Next, we used a manually curated mapping dictionary to assign each GO term to one or more high-level functional categories. The classification was based on the term name (label) and biological interpretation, matching keywords and functional relevance. For instance, terms containing “kinase” were mapped to the Kinase category, while terms with “channel” were mapped to Ion Channel. This mapping step allowed us to abstract raw GO annotations into more interpretable functional groupings.

The high-level functional classes used were:

Binding
Kinase
Phosphatase
Hydrolase
Transferase
Oxidoreductase
Ligase
Receptor
Transporter
Ion Channel
Motor
Chaperone
Enzyme (for uncategorized “-ase” terms)
Structural
Transcription Factor
Miscellaneous

GO terms with no initial match were flagged as “Other” and further reviewed. We applied rule-based refinements for these terms using common molecular function keywords:

Terms containing “motor” were reassigned to Motor
Terms with “oxidase”, “reductase”, or “dehydrogenase” were reassigned to Oxidoreductase
Terms ending in “-ase” were labeled Enzyme unless already assigned

This classification framework enabled biologically relevant comparisons between the molecular functions of proteins carrying pathogenic vs benign R>H and H>R mutations, allowing us to analyze functional category enrichments, distributions, and patterns across mutation types.

2.7. Subcellular Compartment Annotation and pH Environment Mapping

To evaluate the potential role of compartment-specific pH in modulating the impact of R>H and H>R mutations, we performed a systematic mapping of subcellular localizations for each protein in our benign and pathogenic datasets and assigned corresponding pH values based on curated physiological ranges.

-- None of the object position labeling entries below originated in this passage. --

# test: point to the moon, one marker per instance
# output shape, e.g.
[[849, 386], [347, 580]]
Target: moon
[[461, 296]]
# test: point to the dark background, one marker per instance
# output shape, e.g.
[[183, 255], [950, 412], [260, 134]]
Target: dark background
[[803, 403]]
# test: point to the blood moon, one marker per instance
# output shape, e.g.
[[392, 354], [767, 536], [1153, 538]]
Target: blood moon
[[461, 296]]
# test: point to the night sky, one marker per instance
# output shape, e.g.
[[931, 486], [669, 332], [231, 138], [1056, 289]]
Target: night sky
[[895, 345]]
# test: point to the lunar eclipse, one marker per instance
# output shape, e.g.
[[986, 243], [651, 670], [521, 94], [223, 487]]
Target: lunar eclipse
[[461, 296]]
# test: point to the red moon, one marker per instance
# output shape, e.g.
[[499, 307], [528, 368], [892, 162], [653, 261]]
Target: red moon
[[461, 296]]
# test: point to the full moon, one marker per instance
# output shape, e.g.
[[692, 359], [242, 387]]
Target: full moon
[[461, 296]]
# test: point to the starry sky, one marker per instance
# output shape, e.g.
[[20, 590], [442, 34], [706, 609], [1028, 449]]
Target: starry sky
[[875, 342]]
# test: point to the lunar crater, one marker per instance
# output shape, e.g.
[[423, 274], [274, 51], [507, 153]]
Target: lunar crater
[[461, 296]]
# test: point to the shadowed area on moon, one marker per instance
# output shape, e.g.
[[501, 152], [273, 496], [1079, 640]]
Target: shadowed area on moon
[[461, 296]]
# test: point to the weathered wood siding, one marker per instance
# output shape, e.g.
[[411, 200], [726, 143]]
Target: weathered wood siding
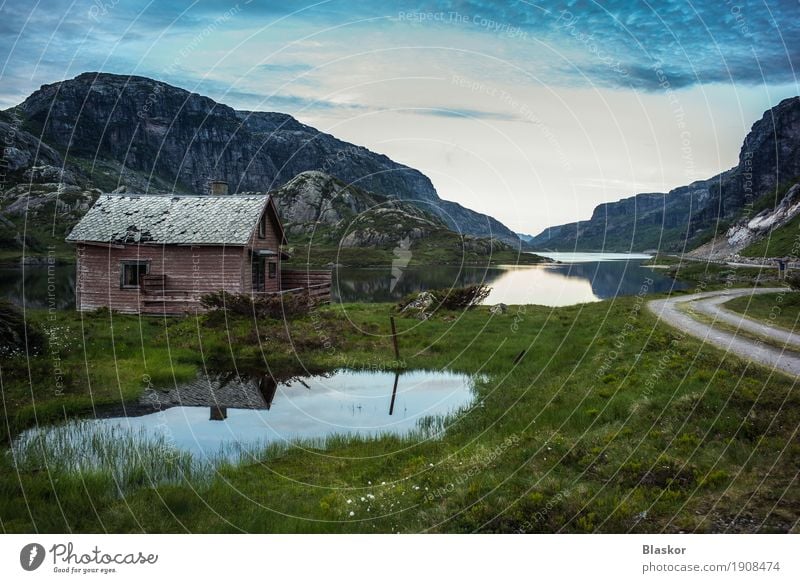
[[295, 278], [191, 272]]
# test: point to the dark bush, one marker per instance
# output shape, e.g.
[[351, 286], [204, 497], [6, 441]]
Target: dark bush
[[14, 332], [274, 306], [456, 298]]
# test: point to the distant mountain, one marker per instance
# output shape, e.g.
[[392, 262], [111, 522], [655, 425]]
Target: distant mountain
[[166, 138], [689, 216]]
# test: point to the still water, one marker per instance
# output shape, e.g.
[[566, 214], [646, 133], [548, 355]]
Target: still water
[[577, 278], [223, 415]]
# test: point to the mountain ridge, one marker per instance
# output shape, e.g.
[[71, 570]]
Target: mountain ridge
[[185, 139], [689, 216]]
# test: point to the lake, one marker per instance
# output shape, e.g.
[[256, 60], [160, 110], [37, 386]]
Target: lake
[[223, 415], [577, 278]]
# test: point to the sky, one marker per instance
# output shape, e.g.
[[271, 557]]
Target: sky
[[533, 112]]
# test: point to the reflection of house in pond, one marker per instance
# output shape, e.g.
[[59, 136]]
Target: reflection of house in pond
[[218, 393]]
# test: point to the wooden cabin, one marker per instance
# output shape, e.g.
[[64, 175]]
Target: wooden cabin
[[158, 254]]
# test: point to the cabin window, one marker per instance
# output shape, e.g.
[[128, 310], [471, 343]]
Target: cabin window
[[258, 274], [131, 273]]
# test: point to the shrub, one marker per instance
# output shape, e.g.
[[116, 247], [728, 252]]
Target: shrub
[[262, 306], [793, 279], [456, 298], [16, 335]]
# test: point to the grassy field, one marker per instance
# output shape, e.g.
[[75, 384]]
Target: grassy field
[[609, 422], [777, 309]]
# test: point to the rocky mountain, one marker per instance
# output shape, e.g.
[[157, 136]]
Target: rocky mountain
[[769, 225], [340, 222], [138, 128], [689, 216]]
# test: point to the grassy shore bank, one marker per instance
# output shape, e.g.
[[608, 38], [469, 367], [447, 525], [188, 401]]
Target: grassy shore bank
[[609, 422]]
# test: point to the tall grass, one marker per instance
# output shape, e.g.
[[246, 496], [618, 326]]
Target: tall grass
[[124, 458]]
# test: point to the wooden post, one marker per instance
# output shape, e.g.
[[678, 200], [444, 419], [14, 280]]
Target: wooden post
[[394, 392], [394, 338]]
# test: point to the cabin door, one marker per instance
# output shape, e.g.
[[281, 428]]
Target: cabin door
[[258, 274]]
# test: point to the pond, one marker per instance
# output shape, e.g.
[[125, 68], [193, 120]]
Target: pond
[[227, 415], [577, 278]]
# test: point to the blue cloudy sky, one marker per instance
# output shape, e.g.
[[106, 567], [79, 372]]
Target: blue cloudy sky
[[532, 111]]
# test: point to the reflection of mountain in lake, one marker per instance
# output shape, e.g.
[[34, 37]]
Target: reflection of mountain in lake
[[42, 289], [617, 278]]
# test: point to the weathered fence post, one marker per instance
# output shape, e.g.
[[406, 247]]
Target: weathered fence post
[[394, 338]]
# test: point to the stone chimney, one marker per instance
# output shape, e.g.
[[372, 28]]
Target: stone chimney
[[217, 188]]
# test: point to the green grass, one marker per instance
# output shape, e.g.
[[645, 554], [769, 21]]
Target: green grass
[[782, 242], [781, 309], [610, 422], [713, 275]]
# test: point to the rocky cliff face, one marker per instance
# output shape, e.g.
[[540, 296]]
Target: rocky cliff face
[[318, 206], [183, 139], [690, 215]]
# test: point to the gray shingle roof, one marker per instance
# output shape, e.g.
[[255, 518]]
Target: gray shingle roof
[[171, 220]]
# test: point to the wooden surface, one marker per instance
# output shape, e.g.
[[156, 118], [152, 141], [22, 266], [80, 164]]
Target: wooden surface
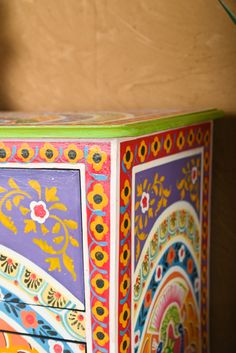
[[63, 55]]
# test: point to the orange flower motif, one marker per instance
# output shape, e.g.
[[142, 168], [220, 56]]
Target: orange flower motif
[[48, 152], [128, 157], [25, 152], [5, 152], [155, 146], [142, 151], [96, 157], [73, 154], [125, 225], [29, 319], [97, 197], [100, 336], [126, 192], [180, 140], [125, 285], [168, 143], [171, 255], [100, 283], [125, 255]]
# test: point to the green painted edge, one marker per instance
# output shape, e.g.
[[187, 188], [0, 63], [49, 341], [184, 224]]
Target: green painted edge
[[110, 131]]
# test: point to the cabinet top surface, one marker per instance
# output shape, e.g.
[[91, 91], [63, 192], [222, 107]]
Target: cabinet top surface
[[98, 124]]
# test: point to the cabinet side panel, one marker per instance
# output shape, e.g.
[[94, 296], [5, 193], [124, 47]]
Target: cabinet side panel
[[164, 221]]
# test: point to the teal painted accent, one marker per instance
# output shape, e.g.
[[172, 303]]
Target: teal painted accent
[[109, 131]]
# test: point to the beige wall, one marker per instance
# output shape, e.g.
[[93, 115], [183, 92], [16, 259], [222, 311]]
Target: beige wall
[[62, 55], [116, 54]]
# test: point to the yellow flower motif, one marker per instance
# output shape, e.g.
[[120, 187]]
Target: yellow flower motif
[[100, 336], [99, 256], [73, 154], [125, 343], [155, 146], [100, 283], [48, 152], [199, 136], [124, 315], [25, 152], [96, 157], [99, 311], [126, 192], [99, 228], [128, 157], [142, 151], [125, 255], [125, 284], [190, 138], [180, 140], [125, 225], [97, 197], [168, 143], [5, 152]]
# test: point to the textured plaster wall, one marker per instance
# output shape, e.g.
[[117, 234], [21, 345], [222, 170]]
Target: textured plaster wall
[[116, 54], [66, 55]]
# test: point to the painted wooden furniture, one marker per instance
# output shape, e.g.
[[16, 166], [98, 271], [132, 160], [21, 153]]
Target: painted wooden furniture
[[104, 232]]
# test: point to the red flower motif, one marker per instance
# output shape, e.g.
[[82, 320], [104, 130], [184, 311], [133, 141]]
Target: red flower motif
[[29, 319]]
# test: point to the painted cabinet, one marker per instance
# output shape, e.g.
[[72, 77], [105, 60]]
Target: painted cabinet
[[104, 232]]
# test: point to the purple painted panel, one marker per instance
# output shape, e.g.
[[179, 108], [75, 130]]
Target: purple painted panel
[[158, 187], [40, 218]]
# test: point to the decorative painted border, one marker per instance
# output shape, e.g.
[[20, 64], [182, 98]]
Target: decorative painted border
[[96, 158], [135, 152]]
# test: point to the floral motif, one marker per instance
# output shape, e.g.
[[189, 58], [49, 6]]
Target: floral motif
[[168, 143], [142, 151], [128, 157], [126, 192], [99, 256], [125, 225], [155, 146], [125, 284], [25, 153], [29, 319], [39, 211], [124, 315], [96, 157], [99, 311], [100, 336], [125, 343], [125, 255], [100, 283], [180, 140], [48, 152], [5, 152], [73, 154], [190, 181], [99, 228], [55, 346], [97, 197]]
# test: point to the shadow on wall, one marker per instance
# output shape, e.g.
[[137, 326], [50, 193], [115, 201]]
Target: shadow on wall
[[223, 238], [6, 55]]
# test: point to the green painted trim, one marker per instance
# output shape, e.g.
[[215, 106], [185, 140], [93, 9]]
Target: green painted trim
[[109, 131]]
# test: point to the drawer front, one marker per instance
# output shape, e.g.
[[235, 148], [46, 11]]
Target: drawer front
[[42, 252]]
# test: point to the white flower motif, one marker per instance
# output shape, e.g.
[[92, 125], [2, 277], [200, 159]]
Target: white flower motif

2.7.1. GO term extraction and resolution

We began by extracting Gene Ontology (GO) terms associated with the cellular component ontology from the GO_Cellular_Component column of each dataset^{18, 19}. These entries often contained multiple GO terms per protein, separated by pipe characters (|). We applied a regular expression filter to extract all valid GO terms matching the pattern GO:nnnnnnn.

To convert these GO identifiers into standardized subcellular compartment names, we used the Ontology Lookup Service (OLS) REST API (https://www.ebi.ac.uk/ols/api/ontologies/go)²⁰. For each unique GO term, we queried the OLS endpoint to retrieve the corresponding term label (label field) representing the cellular structure or localization. GO terms that could not be resolved (due to OLS limitations or deprecated terms) were excluded from subsequent mapping.

2.7.2. Assignment of compartment pH values

We constructed a compartment-to-pH mapping dictionary based on values for typical organelle pH ranges. The dictionary mapped standardized compartment names to their approximate intracellular pH under physiological conditions:

pH dictionary: cytoplasm: 7.2, cytosol: 7.2, nucleus: 7.2, nucleoplasm: 7.2, mitochondrion: 7.8, lysosome: 4.8, endosome: 5.5, golgi: 6.5, endoplasmic reticulum: 7.1, peroxisome: 7.5, plasma membrane: 7.4, cell membrane: 7.4, extracellular: 7.4, secreted: 7.4 }

Each resolved GO label was checked for the presence of a matching compartment term (e.g., “nucleoplasm” in “nucleoplasm part”). If a match was found, the corresponding pH value was assigned. For proteins associated with multiple compartments, multiple pH values were assigned and separated using a pipe character (|). Entries with unmatched or unresolvable GO terms were marked as “NA”. The final pH assignments were appended to the datasets under a new column GO_Compartment_pH.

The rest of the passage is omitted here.